A rare sight was a Subaru ‘GFT’ coupe, the first generation of the 'Leone' model line. It's unusual to see these on the Thai roads and it sported a bronzed paint finish that suited it down to a tee. It sat next to the more angular shape of the second-generation Leone, this time in estate format.
Also sitting at the unusual end of the scale was a Mazda 626 2-door coupe from the 1980s riding on futuristic period rims. The burgundy coloured car looking in original condition and a daily driver.
Aside from the squad of standout GT-Rs, other Japanese sportscars to attend included – from the same brand – a lurid green 350Z while Honda was represented in the 2-door stakes by a red S2000 and there was a distinctly original looking first generation blue Toyota Celica as well as a trio of Mazda MX-5 convertibles. Novelty value came with a black and white finished ‘police car’ styled Honda Prelude complete with a roof mounted flashing light rack.

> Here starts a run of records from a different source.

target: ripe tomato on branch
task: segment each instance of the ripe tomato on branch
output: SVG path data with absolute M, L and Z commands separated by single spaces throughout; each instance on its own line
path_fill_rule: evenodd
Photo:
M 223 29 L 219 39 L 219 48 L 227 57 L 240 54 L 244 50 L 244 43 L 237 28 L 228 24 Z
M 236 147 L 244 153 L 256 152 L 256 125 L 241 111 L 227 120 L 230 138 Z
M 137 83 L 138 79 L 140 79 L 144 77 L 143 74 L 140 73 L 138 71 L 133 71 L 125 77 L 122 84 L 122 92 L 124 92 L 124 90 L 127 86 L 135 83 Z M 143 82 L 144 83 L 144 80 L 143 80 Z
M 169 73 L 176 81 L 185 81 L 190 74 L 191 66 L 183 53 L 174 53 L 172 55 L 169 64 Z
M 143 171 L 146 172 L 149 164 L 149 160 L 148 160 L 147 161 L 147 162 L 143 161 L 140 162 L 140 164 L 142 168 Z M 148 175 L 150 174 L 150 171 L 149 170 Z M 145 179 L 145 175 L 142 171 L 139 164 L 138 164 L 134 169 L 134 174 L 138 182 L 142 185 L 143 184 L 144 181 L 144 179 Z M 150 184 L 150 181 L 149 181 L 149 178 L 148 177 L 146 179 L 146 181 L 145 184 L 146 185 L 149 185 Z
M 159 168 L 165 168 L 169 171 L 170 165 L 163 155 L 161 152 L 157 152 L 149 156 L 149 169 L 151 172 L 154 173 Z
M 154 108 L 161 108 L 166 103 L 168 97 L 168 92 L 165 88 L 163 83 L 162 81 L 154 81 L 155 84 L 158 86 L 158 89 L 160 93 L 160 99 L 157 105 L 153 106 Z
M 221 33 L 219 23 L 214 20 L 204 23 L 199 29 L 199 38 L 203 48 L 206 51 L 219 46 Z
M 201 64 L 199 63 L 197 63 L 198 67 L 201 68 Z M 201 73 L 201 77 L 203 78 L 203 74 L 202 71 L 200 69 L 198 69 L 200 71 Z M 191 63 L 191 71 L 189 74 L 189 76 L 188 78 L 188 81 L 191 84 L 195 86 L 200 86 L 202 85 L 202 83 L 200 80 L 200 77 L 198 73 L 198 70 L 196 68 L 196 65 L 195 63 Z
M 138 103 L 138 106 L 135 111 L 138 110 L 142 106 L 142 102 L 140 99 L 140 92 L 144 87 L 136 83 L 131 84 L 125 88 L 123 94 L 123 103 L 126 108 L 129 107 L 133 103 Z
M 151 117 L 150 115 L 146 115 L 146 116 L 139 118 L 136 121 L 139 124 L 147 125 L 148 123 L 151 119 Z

Australian cars were capably represented by a Holden Calais VP, a model once assembled here CKD, which had also been tuned up with a new air filter housing and induction pipes leading to the ‘Dual Ram’ 2.6-litre inline-six engine which was sourced from Opel and fitted for this market.
And while on the subject of big cars, award for biggest vehicle at the event comfortably went to a black Lincoln Town Car which attracted a lot of attention from visitors.
The smattering of Western models didn't end there and one of the absolute highlights of the day was a stunning rally replica Ford Escort Mk 1 ‘Mexico’ in Castrol livery that muscled its way out of the crowd thanks to its bulbous arches, big rally style quad headlights and those iconic red and green stripes applied to a pristine white body.
It was a specially built car, explained the owner, Steve Parfitt. “The car started life like all the others as a recovered two door saloon,” he said. “There are Escort fanatics in Pattaya who build them in their spare time into homages to the RS and Mexico, [fitting] metal arches and reworking the shell. They have dedicated their lives to these cars, they built them in the UK and now they live in Thailand and have kept it up.
“Then they fit modern components onto the original underpinnings,” Steve continued. “Mine runs a Duratec 2.3 [engine] with 50 mm throttles, Cosworth cams and four branch exhaust. This is one method, the other is to fit the Nissan SR20 turbo, but the finished products all look the same.”
And what was his inspiration for the striking Castrol livery? “When I bought my car, it was an RS look alike,” Steve explains. “I didn’t want a car that looked like anyone else’s. So, I had it stripped back to white and chose my own design. I saw there were Castrol racing cars back in the 70's and 80's [so] I took the best attributes of the cars in question and combined them to make the look I have today.
“I have always had a soft spot for Castrol racing colours, I had a racing bike done in the same many years ago,” he adds. “So, to answer your question, I just wanted to be different to the rest of the cars.”
Indeed, this was a job done perfectly. The many period mimicking details (aside from the four monstrous Cibie spotlights and lavishly beaten out arches) included a raised ride height, tough-looking alloy wheels, bonnet pins, an original style registration decal on the bonnet, riveted front stone guard, flush Perspex headlight covers, a fine mesh radiator grille and circular cut outs in the front valance.
A car with an aggressive stance, it looked every inch a ‘Mexico’, the iconic sports model that is a central part of Ford’s competition legend which claimed its name from the famous London-Mexico Rally win almost exactly half a century ago.
At that was it. The clock was ticking towards midday and the cars started rolling out. A new concept with six editions in six months and it’s now a solid fixture on the landscape here. Number 7 will be coming up in February 2020. Expect the new year to bring more new and diverse cars as this event continues to grow in popularity.